Investors in one of Ares Management's largest private-credit funds tried to withdraw about $1.5 billion of their money in the second quarter, representing 14.4% of the fund's net asset value.
Ares decided to limit redemptions to 5% of shares outstanding, the same cap the firm applied in the first quarter when investors asked to redeem 11.6%. The rise in withdrawal requests came from foreign investors; U.S. investors asked to redeem fewer shares in the second quarter compared with the first, Ares said in a letter to shareholders.
The fund-called Ares Strategic Income Fund-is one of dozens of private-credit offerings that investment firms marketed in recent years to individual investors, who have now grown increasingly nervous about potential losses.
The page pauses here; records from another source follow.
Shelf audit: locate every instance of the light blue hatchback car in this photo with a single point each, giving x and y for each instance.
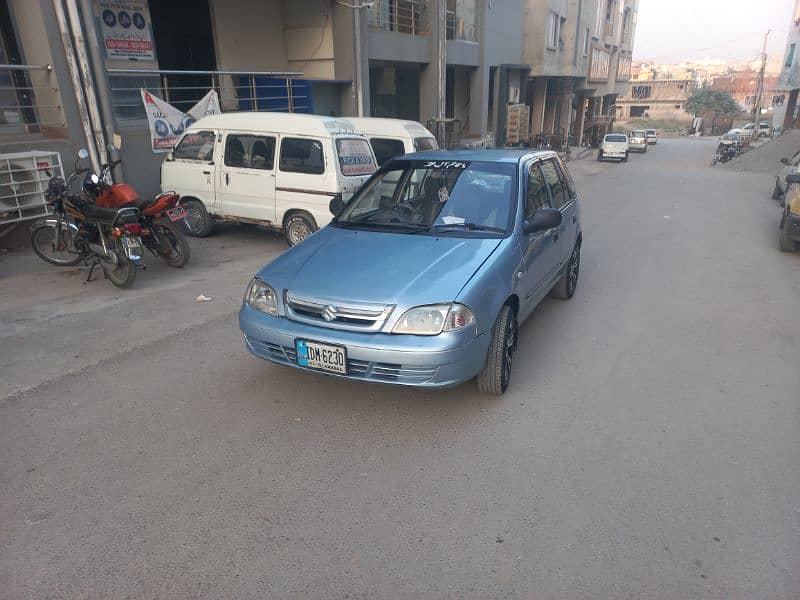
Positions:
(423, 276)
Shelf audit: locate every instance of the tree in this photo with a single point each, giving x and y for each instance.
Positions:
(715, 102)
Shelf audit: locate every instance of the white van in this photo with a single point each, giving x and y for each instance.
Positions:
(274, 169)
(393, 137)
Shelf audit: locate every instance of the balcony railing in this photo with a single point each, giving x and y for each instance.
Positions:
(30, 103)
(237, 90)
(401, 16)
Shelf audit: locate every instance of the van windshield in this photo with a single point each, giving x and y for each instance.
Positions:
(355, 157)
(459, 198)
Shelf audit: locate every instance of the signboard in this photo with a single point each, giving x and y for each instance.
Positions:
(126, 30)
(167, 123)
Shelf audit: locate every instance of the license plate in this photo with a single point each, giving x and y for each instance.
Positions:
(176, 214)
(321, 356)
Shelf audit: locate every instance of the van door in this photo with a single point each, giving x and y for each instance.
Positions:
(190, 169)
(540, 250)
(246, 184)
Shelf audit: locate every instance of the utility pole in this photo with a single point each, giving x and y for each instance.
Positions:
(760, 87)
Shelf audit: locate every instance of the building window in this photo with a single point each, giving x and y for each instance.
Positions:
(552, 31)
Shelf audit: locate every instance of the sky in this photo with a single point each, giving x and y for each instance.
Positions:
(673, 30)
The funds make direct loans to companies with below-investment-grade credit ratings and have large concentrations to software providers that could face increased competition from artificial intelligence.
Almost two-thirds of the requests in the second quarter came from investors that had previously asked for their money back.
"We believe the remaining unfulfilled repurchase requests for the second quarter of 2026 could be largely satisfied by year-end, assuming future quarterly repurchase requests remain in line with the prior quarter's unfulfilled requests," Ares said in the shareholder letter.
The fund manages $22.6 billion of assets but some of those investments were purchased with borrowed money, a common practice among private-credit funds. Net asset value in the fund amounted to about $11 billion at the end of May, according to an SEC filing.